Pero en ese camino aparece otro viajero que se aproxima a los dos y les hace preguntas. No se acerca con un mensaje para proclamar, sino con el deseo de escuchar ese diálogo, de comprender lo que los dos tienen en el corazón. En primer lugar les pregunta: «¿Qué conversación es esa que traéis mientras vais de camino?». Como respuesta, Jesús —cuya identidad por el momento solo conoce el lector— escucha una historia llena de cariño: escucha lo que pasó, escucha lo que dicen de él, escucha sus esperanzas frustradas y, solo al final, les pregunta muy delicadamente sobre su fe, sobre su confianza en las Escrituras.

Entonces Jesús, como había hecho muchas veces con sus discípulos, a través de las Escrituras les hace comprender a los dos la necesidad de su muerte. Pero precisamente porque esos discípulos no creen en las Escrituras, ni siquiera pueden reconocer a Jesús en el viajero que camina con ellos. Solo ven a un peregrino que les anuncia que, según las palabras de Moisés y de los profetas, Cristo tuvo que sufrir y morir para entrar en su gloria.

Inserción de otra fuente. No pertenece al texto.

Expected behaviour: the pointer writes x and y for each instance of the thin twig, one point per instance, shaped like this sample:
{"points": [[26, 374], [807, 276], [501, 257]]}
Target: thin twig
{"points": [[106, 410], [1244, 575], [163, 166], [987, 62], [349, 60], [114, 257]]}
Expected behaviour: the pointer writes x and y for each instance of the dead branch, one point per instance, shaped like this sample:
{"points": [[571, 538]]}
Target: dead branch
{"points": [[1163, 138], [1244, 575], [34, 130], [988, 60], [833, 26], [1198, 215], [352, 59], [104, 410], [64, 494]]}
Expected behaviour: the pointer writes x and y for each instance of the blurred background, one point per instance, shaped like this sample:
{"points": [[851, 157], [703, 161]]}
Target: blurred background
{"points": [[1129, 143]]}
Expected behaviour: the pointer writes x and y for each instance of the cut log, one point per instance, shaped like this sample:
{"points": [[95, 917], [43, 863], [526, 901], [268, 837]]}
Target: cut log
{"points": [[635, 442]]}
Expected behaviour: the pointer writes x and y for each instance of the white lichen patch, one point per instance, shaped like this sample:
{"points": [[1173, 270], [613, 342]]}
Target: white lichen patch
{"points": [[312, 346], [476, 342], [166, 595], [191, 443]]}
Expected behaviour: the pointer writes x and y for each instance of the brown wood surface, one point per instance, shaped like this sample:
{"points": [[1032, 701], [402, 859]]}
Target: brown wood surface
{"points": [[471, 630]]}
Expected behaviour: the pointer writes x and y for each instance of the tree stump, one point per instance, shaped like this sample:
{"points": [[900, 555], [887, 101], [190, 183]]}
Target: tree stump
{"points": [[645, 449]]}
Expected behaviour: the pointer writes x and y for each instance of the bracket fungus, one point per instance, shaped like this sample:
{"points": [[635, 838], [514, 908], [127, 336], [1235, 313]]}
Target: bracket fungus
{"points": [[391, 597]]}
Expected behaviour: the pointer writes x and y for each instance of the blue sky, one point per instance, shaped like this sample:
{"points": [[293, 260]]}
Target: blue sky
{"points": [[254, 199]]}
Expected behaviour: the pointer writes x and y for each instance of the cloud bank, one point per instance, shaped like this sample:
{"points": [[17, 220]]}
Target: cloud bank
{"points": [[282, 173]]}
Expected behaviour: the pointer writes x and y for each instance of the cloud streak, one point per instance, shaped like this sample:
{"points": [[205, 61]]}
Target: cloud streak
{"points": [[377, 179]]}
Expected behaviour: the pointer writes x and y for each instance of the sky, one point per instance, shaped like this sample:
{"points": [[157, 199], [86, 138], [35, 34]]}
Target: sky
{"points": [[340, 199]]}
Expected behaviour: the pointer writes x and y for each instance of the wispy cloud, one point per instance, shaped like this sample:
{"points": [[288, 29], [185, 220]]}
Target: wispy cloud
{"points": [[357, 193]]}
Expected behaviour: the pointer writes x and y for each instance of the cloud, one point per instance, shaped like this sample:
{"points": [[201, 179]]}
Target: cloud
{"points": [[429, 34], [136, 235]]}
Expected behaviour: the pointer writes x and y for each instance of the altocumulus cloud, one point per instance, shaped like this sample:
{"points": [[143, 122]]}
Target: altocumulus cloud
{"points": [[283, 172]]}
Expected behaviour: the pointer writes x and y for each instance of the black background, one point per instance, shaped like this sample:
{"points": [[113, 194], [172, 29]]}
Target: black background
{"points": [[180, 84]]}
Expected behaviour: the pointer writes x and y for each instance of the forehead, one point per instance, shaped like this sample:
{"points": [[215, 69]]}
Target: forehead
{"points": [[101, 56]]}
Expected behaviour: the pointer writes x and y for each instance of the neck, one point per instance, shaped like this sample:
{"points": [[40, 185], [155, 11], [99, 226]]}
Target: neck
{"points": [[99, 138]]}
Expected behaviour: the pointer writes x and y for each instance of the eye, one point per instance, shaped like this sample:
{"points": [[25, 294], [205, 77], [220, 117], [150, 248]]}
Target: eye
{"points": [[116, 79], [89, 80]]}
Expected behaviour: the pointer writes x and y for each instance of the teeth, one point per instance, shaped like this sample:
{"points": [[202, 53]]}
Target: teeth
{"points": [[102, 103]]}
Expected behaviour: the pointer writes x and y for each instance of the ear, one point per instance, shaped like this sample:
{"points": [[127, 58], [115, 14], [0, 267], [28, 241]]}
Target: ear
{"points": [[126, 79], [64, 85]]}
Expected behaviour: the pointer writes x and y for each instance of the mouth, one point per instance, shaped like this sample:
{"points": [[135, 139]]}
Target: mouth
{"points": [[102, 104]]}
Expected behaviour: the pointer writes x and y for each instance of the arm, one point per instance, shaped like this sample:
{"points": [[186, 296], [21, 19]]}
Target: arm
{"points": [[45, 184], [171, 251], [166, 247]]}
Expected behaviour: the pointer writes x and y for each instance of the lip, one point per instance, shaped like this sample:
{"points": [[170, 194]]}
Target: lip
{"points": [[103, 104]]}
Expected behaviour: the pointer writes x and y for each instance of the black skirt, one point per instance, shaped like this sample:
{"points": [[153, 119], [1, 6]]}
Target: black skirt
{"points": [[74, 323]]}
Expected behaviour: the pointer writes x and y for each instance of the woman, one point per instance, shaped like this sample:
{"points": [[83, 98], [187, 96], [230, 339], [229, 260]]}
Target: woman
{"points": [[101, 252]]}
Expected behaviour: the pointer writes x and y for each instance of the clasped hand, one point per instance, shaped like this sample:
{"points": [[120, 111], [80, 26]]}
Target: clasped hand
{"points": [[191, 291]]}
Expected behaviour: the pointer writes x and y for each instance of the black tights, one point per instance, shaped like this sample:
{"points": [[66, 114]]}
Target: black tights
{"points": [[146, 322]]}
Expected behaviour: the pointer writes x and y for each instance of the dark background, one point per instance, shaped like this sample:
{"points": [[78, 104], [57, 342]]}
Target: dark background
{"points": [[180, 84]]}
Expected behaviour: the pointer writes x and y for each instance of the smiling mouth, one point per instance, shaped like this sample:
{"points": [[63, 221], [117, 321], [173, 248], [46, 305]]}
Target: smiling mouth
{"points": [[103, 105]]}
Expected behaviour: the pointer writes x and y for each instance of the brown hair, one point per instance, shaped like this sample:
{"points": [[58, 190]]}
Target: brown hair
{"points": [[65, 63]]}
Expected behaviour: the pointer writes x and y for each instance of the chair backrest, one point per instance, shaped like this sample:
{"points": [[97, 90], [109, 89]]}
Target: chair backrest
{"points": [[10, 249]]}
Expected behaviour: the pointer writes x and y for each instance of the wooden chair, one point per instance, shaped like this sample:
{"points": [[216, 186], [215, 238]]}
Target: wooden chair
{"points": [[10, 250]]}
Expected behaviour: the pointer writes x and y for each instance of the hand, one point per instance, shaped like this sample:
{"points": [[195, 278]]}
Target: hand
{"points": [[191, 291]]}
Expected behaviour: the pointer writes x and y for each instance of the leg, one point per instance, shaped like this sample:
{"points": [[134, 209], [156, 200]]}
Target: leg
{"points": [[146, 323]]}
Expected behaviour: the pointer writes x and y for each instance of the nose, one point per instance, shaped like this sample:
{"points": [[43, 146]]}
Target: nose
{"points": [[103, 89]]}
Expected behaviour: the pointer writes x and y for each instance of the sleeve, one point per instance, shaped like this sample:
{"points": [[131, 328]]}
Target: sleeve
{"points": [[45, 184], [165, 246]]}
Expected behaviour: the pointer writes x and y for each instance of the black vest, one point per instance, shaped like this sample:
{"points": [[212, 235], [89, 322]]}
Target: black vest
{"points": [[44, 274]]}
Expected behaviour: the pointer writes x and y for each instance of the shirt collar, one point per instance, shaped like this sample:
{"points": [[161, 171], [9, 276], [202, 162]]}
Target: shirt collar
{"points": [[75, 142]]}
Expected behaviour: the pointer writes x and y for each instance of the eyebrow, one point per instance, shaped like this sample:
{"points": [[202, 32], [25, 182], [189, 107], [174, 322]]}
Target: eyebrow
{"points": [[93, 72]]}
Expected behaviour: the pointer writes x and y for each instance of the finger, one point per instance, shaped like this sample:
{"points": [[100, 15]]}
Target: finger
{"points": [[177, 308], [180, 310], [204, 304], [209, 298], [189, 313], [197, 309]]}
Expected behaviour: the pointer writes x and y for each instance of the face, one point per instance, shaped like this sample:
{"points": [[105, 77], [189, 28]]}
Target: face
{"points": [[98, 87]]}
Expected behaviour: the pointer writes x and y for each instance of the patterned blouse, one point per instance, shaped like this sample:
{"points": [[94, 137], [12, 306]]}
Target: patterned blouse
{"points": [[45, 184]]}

Ya cerca de casa, el misterioso caminante parece querer continuar solo, pero los dos, que habiendo estado al lado de Jesús han aprendido la atención a los demás, se muestran hospitalarios. Por eso insisten: «Quédate con nosotros, porque atardece y el día ya va de caída». Y así el viajero se queda con ellos y entra en su casa. Cuando están en la mesa hace gestos sobre el pan, lo parte para dárselo. Ante este gesto, el más elocuente de Jesús en la Última Cena (cf. Lc 22, 19), signo de toda una vida ofrecida y entregada por amor, «se les abrieron los ojos y lo reconocieron». Pero inmediatamente el peregrino desapareció de su vista. Fue una presencia fugaz pero suficiente para los dos discípulos, que reconocen que les ardía el corazón.

Esta hermosa página del Evangelio nos habla de caminar juntos, de recordar y pensar, de responder a quien nos pide cuentas y, por tanto, de celebrar la presencia viva de Jesús Resucitado. Pero esto solo puede realizarse plenamente en la comunidad cristiana, en la Iglesia. Por eso los dos discípulos regresan a Jerusalén, donde encuentran reunidos a los once y a los demás. Esto es lo que nos sucede a nosotros también cada domingo, día de Pascua, en la comunidad reunida por el Señor: la Palabra contenida en las Escrituras, la Eucaristía y la comunidad son los signos privilegiados de la presencia del Resucitado, que se entrega a nosotros, tan «necios y torpes», tan lentos de corazón, pero siempre amados por Él, siempre perdonados y reunidos en su comunión.